Does anyone on here have any experience in this type of structure? I know you have to have something stabilised somehere to work from before the remaining structure can be assembled and I'm assuming it's the front closure stone but there seems to be remarkably little known here. It is very cleverly put together as the overlapping side stones lock each other in place by just the rear ones being anchored above by the capstone and the front one prevented from falling inward by the front closure stone. The bank to the exterior holding the bottoms in place. My intention is to publish something eventually but I don't want it to involve any guesswork or quirky thinking. It is, as already been said, a remarkable piece of work carried out by our amazing ancestors but I would like to get to the bottom of its build first and whether everything is where it should be before concerning myself with anything else.
Cheers, Roy

When I was filming there a couple of days ago there were two local kids climbing on the 'fallen' stone... And this morning 4 German tourists turned up for a flying visit and for the 'family album' three climbed onto the same stone while the fourth took the photo.

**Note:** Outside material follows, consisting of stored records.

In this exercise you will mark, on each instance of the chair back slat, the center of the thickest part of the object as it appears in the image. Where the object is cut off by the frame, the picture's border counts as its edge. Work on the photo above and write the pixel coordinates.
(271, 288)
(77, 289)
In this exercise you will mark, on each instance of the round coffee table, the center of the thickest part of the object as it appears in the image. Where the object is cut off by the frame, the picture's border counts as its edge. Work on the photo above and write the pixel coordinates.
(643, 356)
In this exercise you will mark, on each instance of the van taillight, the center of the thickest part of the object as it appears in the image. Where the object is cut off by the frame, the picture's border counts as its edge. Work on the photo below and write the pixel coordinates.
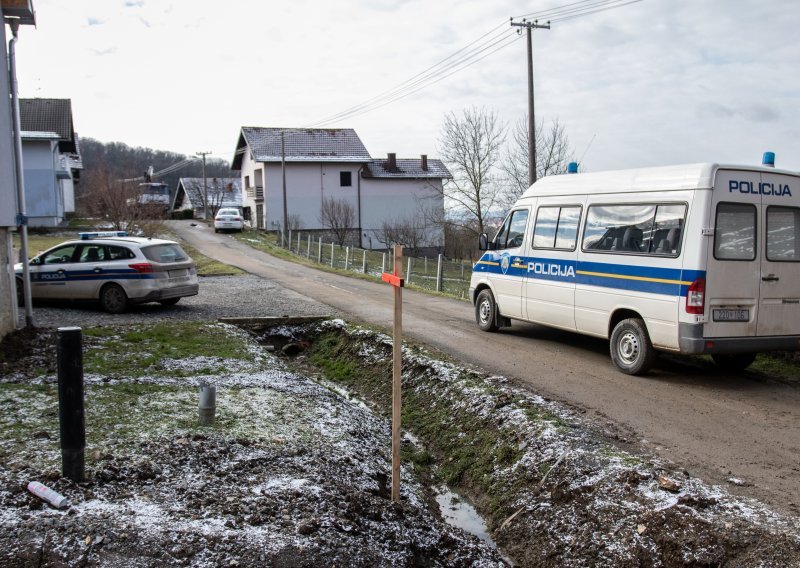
(696, 297)
(142, 267)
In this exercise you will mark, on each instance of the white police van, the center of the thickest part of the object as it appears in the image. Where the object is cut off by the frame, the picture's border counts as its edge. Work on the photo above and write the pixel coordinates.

That is why many here have campaigned for years against climbing on monuments Roy. You see it all the time at Avebury – I’ve even seen people climbing up the Cove stones, one of which also developed a dangerous tilt a few years ago and had to be pulled back into the perpendicular. The message is simple – Do not climb on monuments, doing so damages them and may result in serious injury!

Good on you for planning to contact Cornwall County Archaeology Department on Tuesday!